[672] in North American Network Operators' Group
Re: Funding for NAPs...
daemon@ATHENA.MIT.EDU (Avi Freedman)
Mon Oct 9 19:00:12 1995
From: Avi Freedman <freedman@netaxs.com>
To: sincos@bellcore.com (Dave Sincoskie)
Date: Mon, 9 Oct 1995 18:55:25 -0400 (EDT)
Cc: cook@cookreport.com, joliveto@cwi.net, nathan@netrail.net, dsiegel@rtd.com,
jgs@aads.net, mdz@netrail.net, nanog@merit.edu
In-Reply-To: <199510092142.RAA00212@gigabit.bellcore.com> from "Dave Sincoskie" at Oct 9, 95 05:42:27 pm
> Just to confirm, what Gordon said about the Bellcore/AADS/PB funding
> arrangement is true. AADS and PB do not receive any money from NSF for
> NAPs. Bellcore receives a small amount for coordinating the project, and for
> some network management research.
>
> Does the $2K (per month?) for connecting to the MFS NAP/MAE include access
> costs, or just the colocation charge?
> Dave
It includes access. Our 10mbit connection to MAE-East is not *at* MAE-East,
but at one of the "on-net" buildings that MFS has wired with fiber. ("Lit",
actually). In fact, there are 4 MAE-East connections there, 2 10mbit, a T3,
and a 100mbit FDDI connection.
And the 100mbit FDDI connections are a great deal: $5000/mo dedicated;
$4250/mo on the shared FDDI ring.
All prices include local loops to on-net buildings or space (which should
soon again become available) at MAE-East.

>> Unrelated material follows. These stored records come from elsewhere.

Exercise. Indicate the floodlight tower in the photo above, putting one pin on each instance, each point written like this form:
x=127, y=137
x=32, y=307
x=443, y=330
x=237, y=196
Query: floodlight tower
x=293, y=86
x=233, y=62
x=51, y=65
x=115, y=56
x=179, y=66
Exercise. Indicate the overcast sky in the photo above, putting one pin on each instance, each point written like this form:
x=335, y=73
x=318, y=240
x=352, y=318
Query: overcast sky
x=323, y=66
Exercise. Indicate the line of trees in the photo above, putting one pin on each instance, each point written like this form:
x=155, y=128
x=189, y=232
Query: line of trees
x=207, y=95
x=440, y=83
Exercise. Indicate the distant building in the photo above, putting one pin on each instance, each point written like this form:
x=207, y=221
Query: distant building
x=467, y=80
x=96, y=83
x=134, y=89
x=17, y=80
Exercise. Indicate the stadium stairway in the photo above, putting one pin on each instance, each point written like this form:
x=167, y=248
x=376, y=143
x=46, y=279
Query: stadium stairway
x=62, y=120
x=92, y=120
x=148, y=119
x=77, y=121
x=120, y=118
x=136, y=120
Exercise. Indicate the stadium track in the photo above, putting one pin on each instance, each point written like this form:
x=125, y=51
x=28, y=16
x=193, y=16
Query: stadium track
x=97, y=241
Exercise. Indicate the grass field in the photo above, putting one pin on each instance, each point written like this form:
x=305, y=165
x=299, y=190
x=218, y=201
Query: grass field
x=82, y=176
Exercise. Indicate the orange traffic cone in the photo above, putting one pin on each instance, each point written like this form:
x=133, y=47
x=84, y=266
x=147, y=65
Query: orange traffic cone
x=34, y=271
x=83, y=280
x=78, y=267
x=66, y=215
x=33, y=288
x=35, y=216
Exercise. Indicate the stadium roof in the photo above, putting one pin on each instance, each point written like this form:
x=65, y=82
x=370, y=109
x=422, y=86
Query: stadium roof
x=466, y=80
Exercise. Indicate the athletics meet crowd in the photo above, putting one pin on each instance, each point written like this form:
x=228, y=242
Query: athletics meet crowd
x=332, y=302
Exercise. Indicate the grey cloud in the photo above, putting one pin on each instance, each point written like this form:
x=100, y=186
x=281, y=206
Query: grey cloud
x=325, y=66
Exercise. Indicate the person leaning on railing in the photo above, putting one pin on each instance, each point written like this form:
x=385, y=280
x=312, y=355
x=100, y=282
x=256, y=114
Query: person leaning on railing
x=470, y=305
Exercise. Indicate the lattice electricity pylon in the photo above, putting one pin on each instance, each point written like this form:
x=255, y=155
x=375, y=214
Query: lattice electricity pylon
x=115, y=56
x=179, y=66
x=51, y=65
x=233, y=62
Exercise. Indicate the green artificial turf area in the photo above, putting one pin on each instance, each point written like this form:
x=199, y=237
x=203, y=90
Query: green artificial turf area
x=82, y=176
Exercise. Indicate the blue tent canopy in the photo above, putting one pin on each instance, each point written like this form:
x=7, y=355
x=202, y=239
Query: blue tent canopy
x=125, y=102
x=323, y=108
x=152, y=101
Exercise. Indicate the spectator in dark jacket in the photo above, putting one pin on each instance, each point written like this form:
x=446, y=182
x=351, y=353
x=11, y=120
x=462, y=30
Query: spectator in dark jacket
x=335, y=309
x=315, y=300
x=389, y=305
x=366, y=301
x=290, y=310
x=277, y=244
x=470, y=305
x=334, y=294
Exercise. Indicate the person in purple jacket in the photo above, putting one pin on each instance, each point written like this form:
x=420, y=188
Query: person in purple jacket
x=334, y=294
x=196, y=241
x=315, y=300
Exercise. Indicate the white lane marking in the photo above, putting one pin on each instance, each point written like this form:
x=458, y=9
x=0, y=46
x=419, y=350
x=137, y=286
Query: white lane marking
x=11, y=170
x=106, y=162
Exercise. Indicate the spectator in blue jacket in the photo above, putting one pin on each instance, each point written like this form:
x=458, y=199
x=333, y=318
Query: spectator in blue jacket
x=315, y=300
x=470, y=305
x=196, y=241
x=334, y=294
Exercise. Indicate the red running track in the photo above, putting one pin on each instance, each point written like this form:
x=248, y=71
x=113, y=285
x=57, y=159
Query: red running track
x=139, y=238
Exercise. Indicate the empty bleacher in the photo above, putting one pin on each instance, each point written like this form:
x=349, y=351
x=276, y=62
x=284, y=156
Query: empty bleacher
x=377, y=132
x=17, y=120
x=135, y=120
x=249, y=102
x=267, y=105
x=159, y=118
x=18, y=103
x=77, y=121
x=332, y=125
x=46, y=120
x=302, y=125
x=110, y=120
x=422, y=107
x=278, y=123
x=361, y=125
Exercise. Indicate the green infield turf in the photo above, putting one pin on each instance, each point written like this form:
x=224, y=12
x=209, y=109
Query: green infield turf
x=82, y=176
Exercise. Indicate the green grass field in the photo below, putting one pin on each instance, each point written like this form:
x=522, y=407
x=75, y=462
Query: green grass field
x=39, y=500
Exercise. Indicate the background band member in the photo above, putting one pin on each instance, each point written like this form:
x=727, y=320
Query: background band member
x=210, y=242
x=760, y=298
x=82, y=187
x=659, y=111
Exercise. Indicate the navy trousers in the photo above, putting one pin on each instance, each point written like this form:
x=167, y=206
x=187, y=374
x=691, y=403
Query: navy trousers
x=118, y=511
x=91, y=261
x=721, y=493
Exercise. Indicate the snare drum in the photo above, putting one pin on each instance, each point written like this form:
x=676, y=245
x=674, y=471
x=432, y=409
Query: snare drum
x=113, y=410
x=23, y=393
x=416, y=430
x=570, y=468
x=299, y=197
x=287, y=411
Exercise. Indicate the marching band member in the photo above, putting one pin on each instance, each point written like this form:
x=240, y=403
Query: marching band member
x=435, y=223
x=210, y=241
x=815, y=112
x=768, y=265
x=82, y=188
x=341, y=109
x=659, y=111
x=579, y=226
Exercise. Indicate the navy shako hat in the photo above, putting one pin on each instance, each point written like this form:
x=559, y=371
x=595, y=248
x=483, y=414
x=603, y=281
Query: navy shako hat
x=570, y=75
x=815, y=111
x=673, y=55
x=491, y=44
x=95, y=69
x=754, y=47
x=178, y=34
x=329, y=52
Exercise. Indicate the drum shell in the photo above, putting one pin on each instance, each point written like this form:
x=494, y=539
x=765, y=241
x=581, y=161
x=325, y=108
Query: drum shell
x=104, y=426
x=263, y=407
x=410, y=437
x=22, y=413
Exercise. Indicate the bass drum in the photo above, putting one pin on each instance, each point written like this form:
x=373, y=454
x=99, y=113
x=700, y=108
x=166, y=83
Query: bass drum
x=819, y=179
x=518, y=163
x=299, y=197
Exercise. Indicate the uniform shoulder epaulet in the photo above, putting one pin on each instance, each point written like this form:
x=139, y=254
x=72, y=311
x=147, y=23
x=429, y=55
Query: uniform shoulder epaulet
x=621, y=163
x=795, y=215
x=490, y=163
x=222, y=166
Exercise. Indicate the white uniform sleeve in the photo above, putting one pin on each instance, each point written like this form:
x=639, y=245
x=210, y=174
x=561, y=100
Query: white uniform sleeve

Until the Gigaswitch was in, it was easy to see how they made money -
etherswitches and Netedge boxes aren't *that* expensive, plus since MAE-East
was originally mostly colocated stuff, they made money on the local loops
(well, MFS Telecom did).
And up here in Philadelphia, MFS is taking a T3 to Pennsauken and providing
4 10mbit connections off of it for $4k/month. They make out great on the
deal the customers save a few thousand a month until they need a FDDI
connection/co-location (which isn't available now @ SprintNAP anyway).
MFS asked about doing a MAE-Philadelphia but my advice was that the bigger
entities would show up at Pennsauken. Net Access is working on a Frame/SMDS
peering plan - the RFC will go out to the ISPs/NSPs with Frame connectivity
later this month. Basically, those providers with T1 frame and/or multi-
megabit SMDS connections may want to peer with each other over the Bell
clouds to keep some traffic local, independant of larger peering plans.